Quimby quickly gained renown for arguing that positive thoughts have the ability to cure disease. This in turn influenced Mary Baker Eddy’s founding of Christian Science and its belief in the healing power of prayer. New Thought, as it came to be called, was also a driving force behind the 19th-century suffragette movement and labour reform. Thinking about a better world could make the world better.

By the 1930s, the notion had transformed itself into the personal self-help industry—teaching adherents how to win friends, grow rich or fight addiction.
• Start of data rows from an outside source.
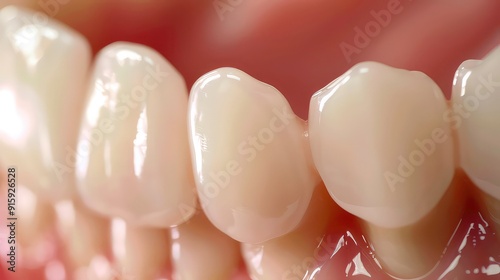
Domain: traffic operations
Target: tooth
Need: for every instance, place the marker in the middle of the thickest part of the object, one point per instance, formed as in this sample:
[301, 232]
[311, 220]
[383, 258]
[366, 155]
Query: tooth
[251, 158]
[296, 254]
[476, 116]
[44, 68]
[384, 150]
[141, 252]
[200, 251]
[133, 155]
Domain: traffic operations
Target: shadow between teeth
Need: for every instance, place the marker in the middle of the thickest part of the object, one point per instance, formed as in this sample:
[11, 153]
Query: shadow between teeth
[251, 158]
[385, 153]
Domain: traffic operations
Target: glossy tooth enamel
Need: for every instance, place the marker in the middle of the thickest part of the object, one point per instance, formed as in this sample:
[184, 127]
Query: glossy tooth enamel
[380, 143]
[133, 157]
[42, 82]
[251, 158]
[297, 254]
[201, 251]
[475, 113]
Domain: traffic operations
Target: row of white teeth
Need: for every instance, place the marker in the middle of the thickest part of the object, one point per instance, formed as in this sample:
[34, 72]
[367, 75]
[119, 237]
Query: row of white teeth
[122, 138]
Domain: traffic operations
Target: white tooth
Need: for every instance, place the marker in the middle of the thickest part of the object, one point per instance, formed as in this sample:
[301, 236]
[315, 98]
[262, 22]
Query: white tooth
[380, 143]
[475, 113]
[42, 80]
[133, 154]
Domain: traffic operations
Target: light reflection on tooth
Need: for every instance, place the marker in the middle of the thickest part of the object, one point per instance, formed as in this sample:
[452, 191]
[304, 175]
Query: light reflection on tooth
[42, 81]
[476, 116]
[252, 163]
[380, 155]
[133, 158]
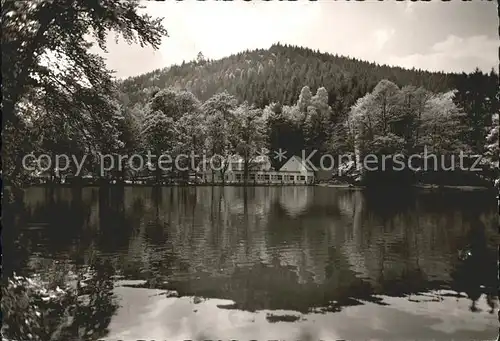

By the 1980s, perpetually sunny U.S. president Ronald Reagan put positive thinking on the political map as well.

But can mind-power alone—through prayer, af?rmation, visualization or inspiration—actually exert a measurable impact on physical outcomes? The documented success of placebos, for example, suggests certain scientific advantages to mental therapeutics. As do recent discoveries in brain plasticity and quantum physics. But even Horowitz, who clearly wants to believe, admits that, in its purest form, the power of positive thinking has some serious flaws. For if success and health are solely dependent on happy thoughts, then failure and disease must inevitably be the fault of the victim, however upbeat they may seem. And that’s a rather depressing thought to contemplate.